A Change Maker not Making Change!
I am a change maker except I am making no changes in my community at least that is how I feel at this moment or rather a moment ago. Has God directed you as He has me that you will be a change maker but He hasn’t released you to make much change except in yourself. My innards are bursting to make change in my community! They are curdling with age though! I wrestle with what to do! I wrestle with how to do it! I am a wrestler at this moment not a changer.
God has taught me over the past year that I am a learner right now. I read the Word, I learn the Word and I read other books that help my mind get ready. BUT I wrestle with learning. I think I know enough! I think I can but apparently God has a different plan for me. What I learned recently to help me deal with this is – I cannot understand God’s plan for me because my feelings get in the way all the time.

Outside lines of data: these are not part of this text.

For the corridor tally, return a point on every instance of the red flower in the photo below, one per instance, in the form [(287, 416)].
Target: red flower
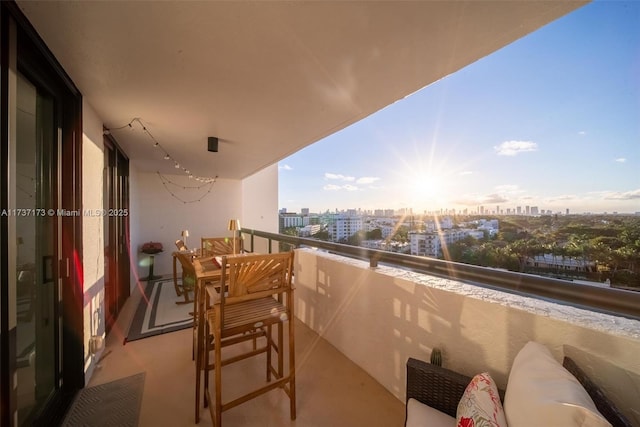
[(151, 248)]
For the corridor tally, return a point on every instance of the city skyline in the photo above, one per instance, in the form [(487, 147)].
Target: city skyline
[(551, 120)]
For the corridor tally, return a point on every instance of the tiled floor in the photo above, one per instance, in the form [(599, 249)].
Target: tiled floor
[(332, 391)]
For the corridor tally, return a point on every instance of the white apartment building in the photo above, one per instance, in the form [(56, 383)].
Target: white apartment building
[(431, 243), (342, 227), (309, 230)]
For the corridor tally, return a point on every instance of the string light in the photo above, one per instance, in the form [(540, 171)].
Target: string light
[(207, 184), (206, 181)]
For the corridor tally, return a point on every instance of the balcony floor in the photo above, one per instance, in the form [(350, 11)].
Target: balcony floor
[(331, 390)]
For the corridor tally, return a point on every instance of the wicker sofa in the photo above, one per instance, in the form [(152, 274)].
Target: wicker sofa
[(442, 389)]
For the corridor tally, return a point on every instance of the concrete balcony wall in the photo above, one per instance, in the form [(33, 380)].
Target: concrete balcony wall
[(378, 317)]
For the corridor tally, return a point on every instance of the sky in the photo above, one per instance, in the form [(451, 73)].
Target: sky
[(551, 120)]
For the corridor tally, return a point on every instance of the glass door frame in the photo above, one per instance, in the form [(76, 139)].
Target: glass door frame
[(22, 49)]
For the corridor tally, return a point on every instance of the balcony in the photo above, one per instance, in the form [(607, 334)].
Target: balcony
[(332, 390), (356, 327)]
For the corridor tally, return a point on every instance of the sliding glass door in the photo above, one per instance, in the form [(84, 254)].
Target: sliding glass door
[(41, 290), (37, 298)]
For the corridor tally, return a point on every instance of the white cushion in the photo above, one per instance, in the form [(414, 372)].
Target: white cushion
[(541, 392), (480, 404), (421, 415)]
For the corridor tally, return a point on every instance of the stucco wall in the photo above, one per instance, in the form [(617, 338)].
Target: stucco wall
[(378, 317), (156, 215), (260, 204), (92, 230)]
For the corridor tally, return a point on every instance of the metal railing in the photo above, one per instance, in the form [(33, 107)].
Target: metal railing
[(618, 302)]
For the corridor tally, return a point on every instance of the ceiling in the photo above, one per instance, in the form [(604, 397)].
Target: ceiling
[(266, 78)]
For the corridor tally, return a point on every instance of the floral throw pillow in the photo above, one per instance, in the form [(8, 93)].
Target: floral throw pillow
[(480, 405)]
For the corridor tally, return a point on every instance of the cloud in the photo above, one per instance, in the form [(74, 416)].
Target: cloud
[(337, 176), (511, 148), (346, 187), (475, 200), (507, 188), (494, 198), (562, 198), (627, 195), (331, 187), (367, 180)]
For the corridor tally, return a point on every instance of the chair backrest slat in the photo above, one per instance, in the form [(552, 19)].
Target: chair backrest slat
[(256, 276), (215, 246)]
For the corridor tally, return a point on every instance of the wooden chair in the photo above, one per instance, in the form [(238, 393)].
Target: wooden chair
[(181, 246), (255, 294), (217, 246)]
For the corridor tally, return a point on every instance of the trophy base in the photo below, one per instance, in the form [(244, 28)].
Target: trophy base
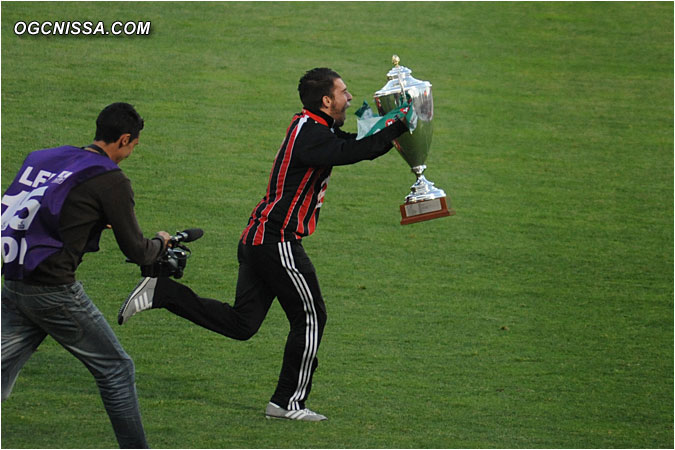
[(425, 210)]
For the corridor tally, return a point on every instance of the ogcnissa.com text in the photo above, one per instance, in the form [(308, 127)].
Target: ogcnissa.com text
[(84, 28)]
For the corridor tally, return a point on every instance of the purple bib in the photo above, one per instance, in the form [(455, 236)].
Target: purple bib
[(32, 204)]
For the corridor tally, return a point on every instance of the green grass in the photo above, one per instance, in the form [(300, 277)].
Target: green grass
[(540, 316)]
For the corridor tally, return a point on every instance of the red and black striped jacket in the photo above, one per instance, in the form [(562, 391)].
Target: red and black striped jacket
[(297, 183)]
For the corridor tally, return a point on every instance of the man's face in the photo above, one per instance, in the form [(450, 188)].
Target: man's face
[(339, 102)]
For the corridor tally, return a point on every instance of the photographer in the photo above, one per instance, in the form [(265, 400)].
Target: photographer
[(52, 214)]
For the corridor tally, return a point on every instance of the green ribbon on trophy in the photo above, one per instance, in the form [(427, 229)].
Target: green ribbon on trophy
[(369, 123)]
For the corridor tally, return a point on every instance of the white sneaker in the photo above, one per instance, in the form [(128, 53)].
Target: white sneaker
[(139, 300), (277, 412)]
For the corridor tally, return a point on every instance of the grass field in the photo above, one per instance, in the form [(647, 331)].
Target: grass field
[(540, 316)]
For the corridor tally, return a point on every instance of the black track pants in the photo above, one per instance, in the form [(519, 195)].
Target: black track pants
[(282, 270)]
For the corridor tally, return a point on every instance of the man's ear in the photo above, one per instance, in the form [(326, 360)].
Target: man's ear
[(124, 140)]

I know that He has a plan for me (Jeremiah 29:11) and I know that I am predestined to walk in that plan (Ephesians 2:10) and I know that He will finish what He started (Philippians 1:6) but my human feelings get tangled with the world. [She has my job, he is doing what I want to do, she is being used by God in the way that He will use me.] All of this gets the better of me sometimes making me feel unused and unwanted by God!

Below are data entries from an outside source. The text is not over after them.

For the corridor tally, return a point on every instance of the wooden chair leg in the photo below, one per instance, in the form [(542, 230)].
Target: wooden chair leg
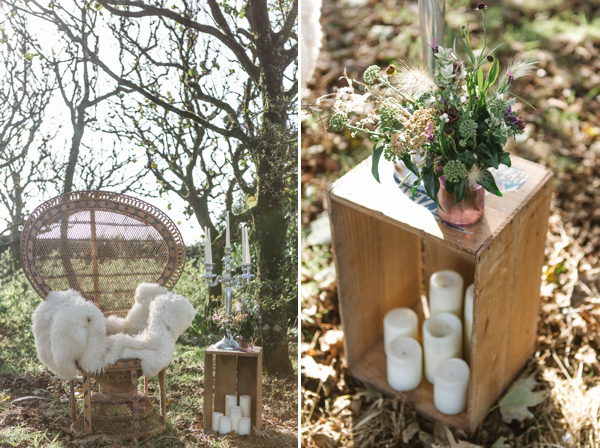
[(87, 404), (136, 403), (162, 384), (72, 399), (208, 390)]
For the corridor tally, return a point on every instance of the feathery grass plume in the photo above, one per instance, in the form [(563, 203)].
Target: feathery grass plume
[(516, 69), (414, 79)]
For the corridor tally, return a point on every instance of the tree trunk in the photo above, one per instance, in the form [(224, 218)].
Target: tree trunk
[(78, 130), (270, 238)]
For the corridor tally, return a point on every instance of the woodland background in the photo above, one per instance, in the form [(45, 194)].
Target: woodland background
[(191, 104), (562, 133)]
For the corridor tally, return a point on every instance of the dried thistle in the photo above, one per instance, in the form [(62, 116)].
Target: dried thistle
[(414, 79)]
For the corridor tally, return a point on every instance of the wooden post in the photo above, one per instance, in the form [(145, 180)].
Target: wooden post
[(136, 403), (208, 391), (87, 404), (225, 380), (73, 402), (162, 384)]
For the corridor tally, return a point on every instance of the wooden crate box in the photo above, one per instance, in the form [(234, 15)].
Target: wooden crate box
[(387, 246), (235, 372)]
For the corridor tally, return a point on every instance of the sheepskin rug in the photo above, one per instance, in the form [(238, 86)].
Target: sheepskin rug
[(70, 330)]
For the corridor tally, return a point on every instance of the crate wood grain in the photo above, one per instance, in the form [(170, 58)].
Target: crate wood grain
[(386, 247), (237, 373)]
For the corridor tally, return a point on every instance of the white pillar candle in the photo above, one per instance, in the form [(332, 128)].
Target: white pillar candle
[(215, 422), (244, 245), (207, 248), (245, 401), (245, 426), (227, 242), (230, 400), (247, 245), (399, 322), (404, 363), (446, 293), (442, 340), (450, 386), (235, 412), (468, 321), (224, 425)]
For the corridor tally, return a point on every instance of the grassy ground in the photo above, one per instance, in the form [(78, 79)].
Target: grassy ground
[(562, 133), (34, 405)]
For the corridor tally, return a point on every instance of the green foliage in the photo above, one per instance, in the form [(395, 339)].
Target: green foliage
[(18, 300)]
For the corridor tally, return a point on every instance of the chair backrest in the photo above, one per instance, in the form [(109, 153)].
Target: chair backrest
[(101, 244)]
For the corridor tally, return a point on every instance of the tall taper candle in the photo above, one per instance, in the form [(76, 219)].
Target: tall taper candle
[(247, 245), (227, 243), (215, 422), (207, 248), (468, 321), (431, 22), (244, 243)]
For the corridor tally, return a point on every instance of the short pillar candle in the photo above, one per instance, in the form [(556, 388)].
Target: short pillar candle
[(215, 422), (245, 401), (468, 321), (450, 386), (235, 412), (245, 426), (404, 363), (230, 400), (399, 322), (224, 425), (446, 293), (442, 340)]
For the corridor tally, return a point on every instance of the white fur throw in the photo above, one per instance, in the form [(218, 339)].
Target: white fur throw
[(69, 329)]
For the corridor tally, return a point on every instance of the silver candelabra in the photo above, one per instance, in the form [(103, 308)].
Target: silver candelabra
[(229, 281)]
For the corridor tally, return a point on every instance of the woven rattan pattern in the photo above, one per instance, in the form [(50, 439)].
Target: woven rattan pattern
[(101, 244), (114, 417)]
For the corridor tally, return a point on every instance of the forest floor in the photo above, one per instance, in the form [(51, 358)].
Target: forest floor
[(34, 403), (562, 133)]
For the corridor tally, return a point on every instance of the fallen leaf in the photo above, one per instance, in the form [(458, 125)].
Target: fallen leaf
[(500, 443), (513, 405)]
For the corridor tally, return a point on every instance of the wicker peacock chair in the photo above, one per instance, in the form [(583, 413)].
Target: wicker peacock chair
[(103, 245)]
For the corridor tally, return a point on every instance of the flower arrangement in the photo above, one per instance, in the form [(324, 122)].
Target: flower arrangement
[(244, 322), (452, 124)]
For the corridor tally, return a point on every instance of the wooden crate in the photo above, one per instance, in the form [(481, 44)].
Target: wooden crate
[(237, 373), (386, 247)]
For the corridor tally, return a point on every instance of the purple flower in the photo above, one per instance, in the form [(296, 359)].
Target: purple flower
[(433, 45), (511, 78), (429, 134)]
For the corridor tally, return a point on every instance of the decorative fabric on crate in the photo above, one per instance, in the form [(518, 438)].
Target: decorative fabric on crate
[(71, 331)]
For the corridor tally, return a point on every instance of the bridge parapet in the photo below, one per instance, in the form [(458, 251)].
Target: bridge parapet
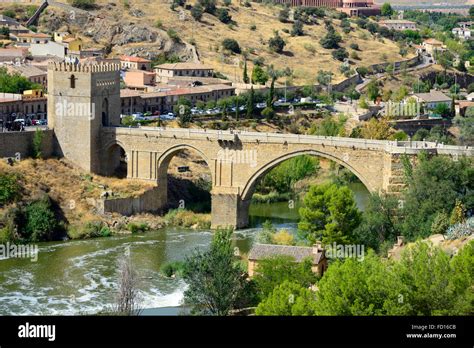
[(393, 147)]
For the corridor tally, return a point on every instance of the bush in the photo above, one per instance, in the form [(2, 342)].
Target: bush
[(10, 188), (172, 268), (231, 45), (464, 229), (276, 43), (224, 16), (84, 4), (138, 227), (173, 35)]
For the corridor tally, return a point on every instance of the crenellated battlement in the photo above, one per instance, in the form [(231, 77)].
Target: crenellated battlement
[(84, 68)]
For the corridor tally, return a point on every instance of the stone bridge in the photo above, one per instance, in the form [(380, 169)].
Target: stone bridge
[(237, 160)]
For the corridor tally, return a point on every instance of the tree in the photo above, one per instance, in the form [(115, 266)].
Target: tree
[(197, 12), (287, 299), (209, 6), (380, 221), (340, 54), (273, 271), (284, 14), (297, 29), (245, 78), (259, 75), (329, 214), (386, 10), (231, 45), (373, 90), (276, 43), (331, 40), (224, 16), (423, 200), (215, 281), (250, 103)]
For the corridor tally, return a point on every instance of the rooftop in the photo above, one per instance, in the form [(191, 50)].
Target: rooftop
[(299, 253), (134, 59), (433, 96), (184, 66)]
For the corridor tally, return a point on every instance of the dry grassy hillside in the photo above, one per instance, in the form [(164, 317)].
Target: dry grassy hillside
[(304, 55)]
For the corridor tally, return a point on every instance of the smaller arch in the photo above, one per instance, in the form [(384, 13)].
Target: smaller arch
[(248, 190)]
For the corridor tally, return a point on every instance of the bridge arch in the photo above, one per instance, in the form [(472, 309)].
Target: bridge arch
[(163, 163), (249, 188)]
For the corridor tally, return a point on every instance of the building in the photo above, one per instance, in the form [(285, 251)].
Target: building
[(432, 99), (263, 251), (30, 104), (463, 33), (31, 72), (139, 79), (135, 63), (398, 24), (163, 99), (13, 55), (431, 46), (26, 39), (350, 7), (49, 49), (166, 72)]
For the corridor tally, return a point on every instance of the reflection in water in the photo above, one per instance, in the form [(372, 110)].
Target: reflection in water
[(79, 277)]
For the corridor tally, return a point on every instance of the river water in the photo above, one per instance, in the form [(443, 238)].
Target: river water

This is why He revealed to me that I am not focusing on Him. I have memorized verses just for this reason – to focus on Jesus and not on the world but I had forgotten why I was memorizing them. I recently came into a situation where I decided my feelings were getting the better of me so I started focusing on the verses I memorized. Amazing enough I was relieved of the turmoil and found peace again.
Action Plan: Last week we attempted to discover what it is that God has gifted us to do but what do you need to learn to be more efficient at that gift? Begin that process of learning this week but don’t get discouraged. It may take 12 years, like me, or it may take 2 before God starts using you in His Kingdom. Whatever the number the goal is to be ready to be the change maker that God has revealed you’d be!